Cross-compatibility.

The cross-compatibility of ‘Summer Fantasia’ with five plum cultivars was evaluated in 2014 and 2016 (Table 2). In addition, the self-pollination test of ‘Summer Fantasia’ was conducted in 2016 to confirm its self-incompatibility under field conditions. The cross-compatibility test found no combination in which fruit set was 0%, except for the self-pollination in 2016. Together with the S-genotype results, these compatibility tests confirmed that ‘Summer Fantasia’ is self-infertile and should be planted with a suitable pollinizer to ensure fruit set.

Table 2.

Fruit set obtained from the controlled cross- and self-pollination of ‘Summer Fantasia’ in 2014 and 2016.

Table 2.

Although the percentage of fruit set was generally low (Table 2), it seems that the cross-compatibility among cultivars is attributable to their different S genotypes. When ‘Summer Fantasia’ (SaSc) was pollinated with ‘Akihime’ (SbSh), ‘Formosa’ (SbSd), ‘Oishiwase’ (ScSd), and ‘Purple Queen’ (SbSc), the fruit set was less than 5%. However, when ‘Summer Fantasia’ was pollinated with ‘Taiyo’, the average fruit set was 13.8%, which was the highest fruit set among the studied combinations.

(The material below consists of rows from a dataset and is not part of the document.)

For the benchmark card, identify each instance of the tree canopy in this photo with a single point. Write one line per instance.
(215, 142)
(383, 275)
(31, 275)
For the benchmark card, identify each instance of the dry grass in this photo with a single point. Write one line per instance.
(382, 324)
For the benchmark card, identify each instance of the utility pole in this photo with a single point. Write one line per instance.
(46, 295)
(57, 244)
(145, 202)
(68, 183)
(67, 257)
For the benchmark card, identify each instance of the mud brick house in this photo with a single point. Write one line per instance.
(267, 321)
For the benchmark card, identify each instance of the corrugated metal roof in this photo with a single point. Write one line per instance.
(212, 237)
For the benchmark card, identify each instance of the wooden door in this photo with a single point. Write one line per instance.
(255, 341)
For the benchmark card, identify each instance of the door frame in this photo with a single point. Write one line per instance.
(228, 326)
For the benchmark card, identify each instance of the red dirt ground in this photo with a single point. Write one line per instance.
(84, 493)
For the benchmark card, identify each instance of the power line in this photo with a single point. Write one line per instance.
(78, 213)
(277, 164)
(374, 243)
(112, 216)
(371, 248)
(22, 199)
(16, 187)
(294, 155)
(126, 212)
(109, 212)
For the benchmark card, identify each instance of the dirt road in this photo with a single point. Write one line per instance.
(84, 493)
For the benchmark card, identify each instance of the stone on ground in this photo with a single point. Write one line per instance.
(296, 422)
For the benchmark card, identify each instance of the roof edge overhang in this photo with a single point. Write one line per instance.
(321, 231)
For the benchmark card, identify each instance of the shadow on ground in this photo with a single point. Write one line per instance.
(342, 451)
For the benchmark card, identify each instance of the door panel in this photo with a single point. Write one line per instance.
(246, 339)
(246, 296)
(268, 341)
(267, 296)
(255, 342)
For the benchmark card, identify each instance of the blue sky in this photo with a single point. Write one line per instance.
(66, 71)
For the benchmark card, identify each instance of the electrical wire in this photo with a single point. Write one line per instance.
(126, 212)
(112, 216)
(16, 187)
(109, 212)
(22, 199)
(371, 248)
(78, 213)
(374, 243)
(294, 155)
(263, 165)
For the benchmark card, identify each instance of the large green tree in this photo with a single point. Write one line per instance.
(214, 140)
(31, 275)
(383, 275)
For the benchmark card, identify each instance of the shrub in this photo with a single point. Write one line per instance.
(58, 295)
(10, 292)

In gametophytic self-incompatibility, cross-compatibility is divided into full compatibility and semicompatibility (Sapir et al., 2008a). In full compatibility, two cultivars differ in both S-alleles, whereas in semicompatibility, they share one of their S-alleles. Full compatibility has been reported as superior to semicompatibility for fruit set in plum cultivars (Sapir et al., 2008a). Other studies revealed that fully compatible pollinizers have better fruit set than semicompatible ones in other rosaceous fruit tree species, including apple (Goldway et al., 1999; Schneider et al., 2001) and pear (Goldway et al., 2005; Zisovich et al., 2005). The lower fruit set in semicompatible cultivars could be due to the rejection of half of the pollen. However, fruit set is not only affected by the genetic backgrounds, but also by a specific combination of cultivars and environmental conditions. For example, semicompatible pollinizer cultivars in Rosaceae, such as apple (Schneider et al., 2001), pear (Zisovich et al., 2005), and plum (Sapir et al., 2008a), showed a fruit set as high as that of the fully compatible cultivars. In the present study, fruit set with ‘Taiyo’ (SbSc) (13.84%), which is semicompatible with ‘Summer Fantasia’ (SaSc), was higher than that of ‘Akihime’ (SbSh) (2.56%) and ‘Formosa’ (SbSd) (3.24%), both of which are fully compatible with ‘Summer Fantasia’. Although half of the semicompatible pollen grains were rejected in the pistil, enough pollen was provided by hand pollination that could overcome the deficiency of semicompatibility. However, the excessive amount of pollen does not always bring about high fruit set. For example, walnut (Juglans regia L.), which belongs to Juglandaceae, showed pistillate flower abscission in the presence of excessive pollen load (McGranahan et al., 1994). Therefore, other factors (such as pollen conditions) might influence fruit set in addition to the compatibility type. Therefore, pollen germination percentage was also evaluated (see section Pollen germination).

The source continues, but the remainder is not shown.